Karanka, who says he still hears cries of ‘up the Boro’ when he’s back in England, talks about losing heavily to Brighton five games in and being called into Gibson’s office fearing the sack.

Instead he says the Chairman put his hand on his shoulder, told him that, with him as coach, Middlesbrough were going to the Premier League, and then took him out to dinner.

‘He is, as you English say: A gentleman’, says Karanka. The following season Middlesborough made the play-offs and the season after that went up automatically.

A decade on from his first management job the passion is not dulled. We’ve talked for 90 minutes, ‘I could go for extra-time and penalties,’ he says.
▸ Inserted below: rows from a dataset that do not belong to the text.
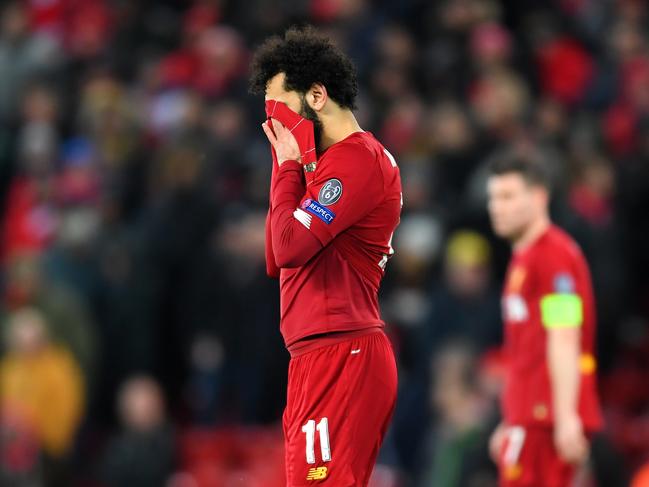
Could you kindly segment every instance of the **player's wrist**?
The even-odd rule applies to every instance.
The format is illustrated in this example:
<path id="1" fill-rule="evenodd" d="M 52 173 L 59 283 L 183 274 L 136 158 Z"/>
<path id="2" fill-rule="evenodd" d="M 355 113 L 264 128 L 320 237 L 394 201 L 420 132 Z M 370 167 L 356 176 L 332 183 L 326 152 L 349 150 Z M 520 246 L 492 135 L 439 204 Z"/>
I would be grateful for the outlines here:
<path id="1" fill-rule="evenodd" d="M 277 164 L 279 166 L 282 166 L 285 162 L 296 162 L 298 164 L 302 164 L 302 156 L 296 156 L 296 157 L 283 157 L 283 158 L 278 158 L 277 159 Z"/>
<path id="2" fill-rule="evenodd" d="M 581 426 L 581 418 L 579 417 L 579 414 L 577 414 L 576 411 L 559 412 L 555 415 L 555 423 L 558 426 L 572 426 L 572 425 Z"/>
<path id="3" fill-rule="evenodd" d="M 302 168 L 302 162 L 301 159 L 284 159 L 282 162 L 279 163 L 280 169 L 284 168 L 293 168 L 293 169 L 301 169 Z"/>

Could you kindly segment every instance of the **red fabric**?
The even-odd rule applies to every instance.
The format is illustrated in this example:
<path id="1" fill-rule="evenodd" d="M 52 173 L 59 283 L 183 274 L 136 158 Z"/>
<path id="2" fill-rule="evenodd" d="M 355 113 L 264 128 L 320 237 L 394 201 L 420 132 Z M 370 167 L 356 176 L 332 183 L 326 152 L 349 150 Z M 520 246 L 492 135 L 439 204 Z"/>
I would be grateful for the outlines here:
<path id="1" fill-rule="evenodd" d="M 206 29 L 193 43 L 193 52 L 198 60 L 198 69 L 191 80 L 191 87 L 206 97 L 225 95 L 248 67 L 248 52 L 243 40 L 231 27 Z"/>
<path id="2" fill-rule="evenodd" d="M 68 0 L 65 44 L 69 53 L 82 57 L 99 54 L 110 41 L 113 12 L 104 0 Z"/>
<path id="3" fill-rule="evenodd" d="M 505 283 L 503 314 L 508 370 L 503 416 L 508 424 L 551 426 L 547 332 L 541 323 L 540 302 L 543 296 L 557 292 L 574 292 L 581 297 L 581 351 L 592 356 L 595 306 L 588 265 L 572 238 L 553 226 L 529 247 L 514 253 Z M 572 289 L 566 291 L 566 287 Z M 578 409 L 587 430 L 601 428 L 595 373 L 581 374 Z"/>
<path id="4" fill-rule="evenodd" d="M 44 191 L 27 178 L 12 183 L 3 225 L 3 261 L 15 254 L 38 253 L 52 242 L 57 218 L 48 202 L 40 201 Z"/>
<path id="5" fill-rule="evenodd" d="M 511 429 L 503 443 L 498 470 L 500 487 L 571 487 L 575 467 L 565 463 L 554 448 L 552 430 L 525 428 L 515 439 Z M 522 435 L 520 434 L 522 432 Z M 522 439 L 522 444 L 520 440 Z M 515 453 L 518 451 L 518 455 Z"/>
<path id="6" fill-rule="evenodd" d="M 649 110 L 649 57 L 638 56 L 627 61 L 620 75 L 623 100 L 634 111 L 646 114 Z"/>
<path id="7" fill-rule="evenodd" d="M 285 103 L 277 100 L 266 100 L 266 115 L 269 119 L 279 120 L 295 136 L 300 147 L 302 164 L 316 162 L 315 138 L 311 120 L 298 115 Z"/>
<path id="8" fill-rule="evenodd" d="M 343 9 L 343 2 L 337 0 L 311 0 L 311 17 L 318 22 L 331 22 L 336 20 Z"/>
<path id="9" fill-rule="evenodd" d="M 274 100 L 266 114 L 295 135 L 303 164 L 315 163 L 310 171 L 296 161 L 278 167 L 271 149 L 266 270 L 280 277 L 287 348 L 311 335 L 385 326 L 377 293 L 401 212 L 394 159 L 368 132 L 317 157 L 309 120 Z"/>
<path id="10" fill-rule="evenodd" d="M 310 164 L 316 161 L 316 148 L 315 139 L 313 136 L 313 122 L 307 120 L 297 113 L 293 112 L 286 106 L 285 103 L 276 100 L 266 101 L 266 115 L 279 120 L 282 125 L 287 127 L 295 136 L 295 139 L 300 147 L 301 158 L 303 164 Z M 271 122 L 272 128 L 272 122 Z M 273 194 L 274 187 L 277 181 L 277 171 L 279 165 L 277 163 L 277 154 L 271 146 L 271 155 L 273 158 L 273 168 L 271 174 L 271 185 L 269 195 L 269 210 L 266 216 L 266 273 L 269 277 L 279 277 L 279 266 L 277 264 L 275 255 L 281 261 L 281 264 L 287 267 L 296 267 L 306 263 L 319 249 L 319 242 L 305 231 L 299 222 L 293 218 L 293 211 L 304 194 L 305 188 L 302 182 L 302 170 L 299 164 L 286 162 L 284 165 L 289 164 L 284 170 L 290 171 L 290 165 L 293 169 L 293 174 L 287 174 L 285 181 L 280 185 L 279 191 L 283 196 L 281 200 L 284 203 L 282 207 L 283 213 L 279 215 L 279 211 L 275 211 L 278 215 L 275 226 L 281 228 L 281 235 L 278 235 L 277 243 L 273 246 L 273 232 L 271 226 L 271 216 L 273 214 Z M 309 177 L 310 177 L 309 173 Z M 286 206 L 287 205 L 287 206 Z"/>
<path id="11" fill-rule="evenodd" d="M 401 212 L 399 169 L 367 132 L 354 133 L 325 151 L 313 181 L 295 200 L 298 171 L 298 164 L 287 162 L 277 172 L 273 246 L 289 235 L 281 225 L 290 225 L 293 235 L 311 233 L 323 248 L 304 265 L 281 269 L 280 328 L 289 349 L 310 335 L 385 325 L 377 293 Z M 341 192 L 323 204 L 334 194 L 328 192 L 332 184 Z M 276 261 L 283 259 L 277 248 L 274 255 Z"/>
<path id="12" fill-rule="evenodd" d="M 543 46 L 538 63 L 544 93 L 564 103 L 579 102 L 594 74 L 591 56 L 570 38 Z"/>
<path id="13" fill-rule="evenodd" d="M 196 485 L 286 485 L 283 435 L 274 426 L 191 429 L 178 446 L 182 470 Z"/>
<path id="14" fill-rule="evenodd" d="M 159 66 L 160 81 L 166 88 L 189 86 L 198 71 L 199 61 L 188 49 L 180 49 L 167 55 Z"/>
<path id="15" fill-rule="evenodd" d="M 586 184 L 578 184 L 570 189 L 570 206 L 592 225 L 605 225 L 613 217 L 612 202 Z"/>
<path id="16" fill-rule="evenodd" d="M 621 157 L 635 150 L 637 119 L 631 107 L 622 103 L 613 105 L 604 114 L 604 139 L 615 155 Z"/>
<path id="17" fill-rule="evenodd" d="M 602 379 L 602 400 L 609 409 L 642 411 L 649 404 L 649 370 L 644 361 L 621 361 Z M 626 362 L 626 363 L 625 363 Z M 649 436 L 647 437 L 649 445 Z"/>
<path id="18" fill-rule="evenodd" d="M 187 28 L 200 30 L 202 26 Z M 191 43 L 162 59 L 159 68 L 162 85 L 191 88 L 208 98 L 221 96 L 247 66 L 248 53 L 239 35 L 229 27 L 188 33 L 192 35 L 195 39 Z"/>
<path id="19" fill-rule="evenodd" d="M 183 33 L 191 38 L 199 35 L 221 20 L 221 11 L 217 4 L 197 2 L 192 5 L 183 17 Z"/>
<path id="20" fill-rule="evenodd" d="M 302 166 L 286 161 L 277 172 L 270 212 L 270 239 L 278 268 L 292 269 L 306 264 L 322 245 L 294 216 L 305 187 Z"/>
<path id="21" fill-rule="evenodd" d="M 58 32 L 64 24 L 67 8 L 66 0 L 49 0 L 47 2 L 28 0 L 29 21 L 35 32 Z"/>
<path id="22" fill-rule="evenodd" d="M 273 235 L 270 229 L 270 208 L 266 214 L 266 241 L 265 241 L 265 256 L 266 256 L 266 274 L 268 277 L 279 278 L 279 267 L 275 262 L 275 255 L 273 254 Z"/>
<path id="23" fill-rule="evenodd" d="M 382 331 L 291 359 L 283 425 L 287 486 L 325 483 L 367 486 L 379 447 L 394 411 L 397 369 Z M 331 459 L 322 454 L 320 431 L 314 434 L 314 463 L 307 463 L 310 420 L 327 418 Z M 326 477 L 307 480 L 311 469 Z"/>

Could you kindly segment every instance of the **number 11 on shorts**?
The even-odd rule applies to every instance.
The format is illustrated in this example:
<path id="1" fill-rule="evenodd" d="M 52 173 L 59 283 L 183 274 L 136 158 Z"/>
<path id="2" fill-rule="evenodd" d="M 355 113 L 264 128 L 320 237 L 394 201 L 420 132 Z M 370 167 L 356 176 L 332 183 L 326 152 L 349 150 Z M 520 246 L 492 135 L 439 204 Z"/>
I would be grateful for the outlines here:
<path id="1" fill-rule="evenodd" d="M 331 461 L 331 446 L 329 445 L 329 420 L 322 418 L 316 426 L 315 420 L 310 419 L 302 426 L 302 433 L 306 433 L 306 463 L 315 463 L 315 432 L 320 433 L 320 453 L 322 461 Z"/>

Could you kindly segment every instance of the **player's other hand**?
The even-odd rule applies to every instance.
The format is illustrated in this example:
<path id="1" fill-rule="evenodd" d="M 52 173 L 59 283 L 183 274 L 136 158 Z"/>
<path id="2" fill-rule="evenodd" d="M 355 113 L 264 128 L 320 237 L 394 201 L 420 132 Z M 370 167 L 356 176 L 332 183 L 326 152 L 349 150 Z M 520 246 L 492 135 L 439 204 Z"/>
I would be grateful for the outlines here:
<path id="1" fill-rule="evenodd" d="M 271 126 L 272 121 L 272 126 Z M 295 136 L 282 123 L 272 118 L 261 124 L 264 133 L 275 149 L 277 163 L 281 166 L 285 161 L 302 162 L 300 157 L 300 146 Z"/>
<path id="2" fill-rule="evenodd" d="M 507 426 L 504 423 L 500 423 L 494 432 L 491 433 L 491 438 L 489 438 L 489 454 L 495 464 L 500 462 L 500 452 L 503 450 L 506 436 Z"/>
<path id="3" fill-rule="evenodd" d="M 587 460 L 588 439 L 578 415 L 574 414 L 556 421 L 554 446 L 565 462 L 580 464 Z"/>

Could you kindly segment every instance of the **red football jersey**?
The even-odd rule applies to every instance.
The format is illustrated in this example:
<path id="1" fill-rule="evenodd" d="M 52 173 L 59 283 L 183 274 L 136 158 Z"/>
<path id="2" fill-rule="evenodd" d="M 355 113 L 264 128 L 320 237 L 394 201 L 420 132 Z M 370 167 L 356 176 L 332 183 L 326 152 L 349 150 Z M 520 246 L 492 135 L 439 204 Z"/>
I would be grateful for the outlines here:
<path id="1" fill-rule="evenodd" d="M 565 307 L 552 309 L 553 302 L 575 306 L 566 316 L 561 311 Z M 502 304 L 508 359 L 502 400 L 505 421 L 520 426 L 553 424 L 546 327 L 558 316 L 559 321 L 574 320 L 581 326 L 578 412 L 585 429 L 599 429 L 594 298 L 588 265 L 574 240 L 551 226 L 529 247 L 516 251 L 507 271 Z"/>
<path id="2" fill-rule="evenodd" d="M 295 167 L 285 162 L 277 184 L 286 184 L 282 177 Z M 313 335 L 384 326 L 377 293 L 402 206 L 399 168 L 369 132 L 332 145 L 315 170 L 304 170 L 293 218 L 322 248 L 304 265 L 280 271 L 280 329 L 289 349 Z"/>

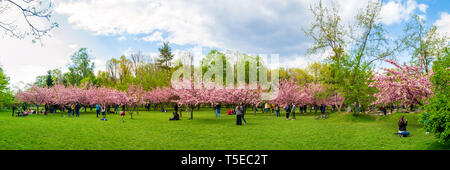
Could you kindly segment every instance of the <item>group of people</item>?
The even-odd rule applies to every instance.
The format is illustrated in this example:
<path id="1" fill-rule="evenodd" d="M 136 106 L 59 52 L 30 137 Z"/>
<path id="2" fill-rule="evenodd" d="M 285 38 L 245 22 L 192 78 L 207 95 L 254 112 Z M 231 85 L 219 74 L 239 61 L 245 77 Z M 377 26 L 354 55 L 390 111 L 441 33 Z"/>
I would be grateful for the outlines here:
<path id="1" fill-rule="evenodd" d="M 72 104 L 72 105 L 67 105 L 66 106 L 68 112 L 69 112 L 69 117 L 72 116 L 76 116 L 76 117 L 80 117 L 80 109 L 81 109 L 81 105 L 79 103 L 77 104 Z"/>
<path id="2" fill-rule="evenodd" d="M 236 106 L 236 125 L 240 126 L 242 125 L 242 120 L 244 120 L 244 124 L 247 124 L 247 121 L 245 120 L 244 116 L 247 112 L 247 108 L 244 104 L 240 103 Z"/>
<path id="3" fill-rule="evenodd" d="M 16 104 L 12 105 L 12 116 L 18 116 L 18 117 L 24 117 L 24 116 L 28 116 L 30 114 L 38 114 L 38 113 L 43 113 L 43 114 L 47 114 L 47 111 L 42 109 L 42 110 L 32 110 L 32 109 L 28 109 L 27 106 L 24 104 L 22 105 L 22 108 L 18 108 Z M 16 115 L 17 114 L 17 115 Z"/>

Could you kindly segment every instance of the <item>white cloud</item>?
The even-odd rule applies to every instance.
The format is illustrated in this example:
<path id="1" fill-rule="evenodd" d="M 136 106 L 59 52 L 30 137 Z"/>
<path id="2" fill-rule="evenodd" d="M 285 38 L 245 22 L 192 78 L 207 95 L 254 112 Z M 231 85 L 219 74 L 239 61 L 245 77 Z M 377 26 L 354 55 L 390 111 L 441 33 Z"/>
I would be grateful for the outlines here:
<path id="1" fill-rule="evenodd" d="M 441 13 L 441 18 L 437 20 L 434 25 L 438 27 L 438 30 L 441 34 L 447 35 L 450 37 L 450 14 L 447 12 Z"/>
<path id="2" fill-rule="evenodd" d="M 308 6 L 275 0 L 80 0 L 60 1 L 55 9 L 75 28 L 95 34 L 144 34 L 145 41 L 254 52 L 301 42 Z"/>
<path id="3" fill-rule="evenodd" d="M 43 44 L 33 44 L 29 39 L 0 39 L 0 64 L 11 78 L 10 84 L 33 83 L 47 70 L 65 68 L 73 49 L 58 38 L 44 38 Z"/>
<path id="4" fill-rule="evenodd" d="M 76 50 L 78 48 L 78 44 L 70 44 L 69 48 L 72 50 Z"/>
<path id="5" fill-rule="evenodd" d="M 401 0 L 392 0 L 381 8 L 381 22 L 386 25 L 407 21 L 411 15 L 418 9 L 422 13 L 426 13 L 428 6 L 418 4 L 415 0 L 407 0 L 406 3 Z"/>
<path id="6" fill-rule="evenodd" d="M 163 35 L 162 32 L 156 31 L 152 35 L 149 35 L 149 36 L 146 36 L 146 37 L 142 38 L 142 40 L 148 41 L 148 42 L 164 41 L 164 38 L 163 38 L 162 35 Z"/>
<path id="7" fill-rule="evenodd" d="M 427 9 L 428 9 L 428 5 L 425 5 L 425 4 L 419 4 L 419 10 L 420 10 L 422 13 L 427 13 Z"/>
<path id="8" fill-rule="evenodd" d="M 124 40 L 127 40 L 127 37 L 125 37 L 125 36 L 120 36 L 119 38 L 117 38 L 117 40 L 119 40 L 119 41 L 124 41 Z"/>

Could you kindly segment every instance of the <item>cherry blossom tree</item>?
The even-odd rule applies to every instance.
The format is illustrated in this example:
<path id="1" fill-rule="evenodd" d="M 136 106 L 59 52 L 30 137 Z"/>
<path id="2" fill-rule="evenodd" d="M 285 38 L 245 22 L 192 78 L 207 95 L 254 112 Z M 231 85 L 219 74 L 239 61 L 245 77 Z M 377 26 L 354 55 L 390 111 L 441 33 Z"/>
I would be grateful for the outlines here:
<path id="1" fill-rule="evenodd" d="M 374 94 L 375 105 L 402 104 L 423 105 L 423 102 L 433 96 L 430 82 L 431 72 L 428 75 L 422 73 L 420 66 L 397 64 L 391 60 L 385 60 L 396 69 L 384 69 L 385 74 L 378 74 L 373 78 L 370 87 L 376 87 L 379 92 Z"/>
<path id="2" fill-rule="evenodd" d="M 144 89 L 142 88 L 142 85 L 135 86 L 135 85 L 129 85 L 128 91 L 127 91 L 127 106 L 133 107 L 134 110 L 139 114 L 139 106 L 142 106 L 145 104 L 144 101 Z M 117 104 L 117 103 L 116 103 Z M 133 112 L 130 112 L 131 119 L 133 119 Z"/>
<path id="3" fill-rule="evenodd" d="M 18 93 L 16 97 L 19 101 L 36 105 L 37 110 L 39 110 L 39 105 L 48 101 L 48 94 L 48 88 L 32 86 L 30 90 Z"/>

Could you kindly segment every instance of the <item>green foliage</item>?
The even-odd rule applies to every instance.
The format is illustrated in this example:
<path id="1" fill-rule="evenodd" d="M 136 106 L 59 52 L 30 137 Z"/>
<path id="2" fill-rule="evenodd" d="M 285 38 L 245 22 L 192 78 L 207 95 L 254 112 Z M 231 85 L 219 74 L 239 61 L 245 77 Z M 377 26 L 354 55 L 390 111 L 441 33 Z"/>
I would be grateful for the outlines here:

Karanka knows all about the pressures and strains of playing in El Clasico for Real Madrid

He also reflected on memories of Middlesbrough, who he got promoted to the Premier League

It’s clear he wants to get back doing what, playing aside, there is no substitute for. He wants to coach again.

‘It was a shame at Birmingham because it was during the pandemic with the stadium empty I couldn’t enjoy the Birmingham fans. As a player I arrived at Real Madrid at just the right time and at Birmingham it was the opposite.’

It might have all been so different if Boy Wonder had not been taken from him before he could pick his first team. How would he handle him were he coaching him now?

‘With top players you tell them how the team plays, how the rival will play and then you want them to be themselves because if Kroos is Kroos and Modric is Modric and all the good players are just being themselves [it works].

‘Unexpected things happen on a pitch and with great players it’s not just that they can play, it’s that they are very intelligent. And if you have intelligence, personality and real quality then that’s Jude Bellingham.’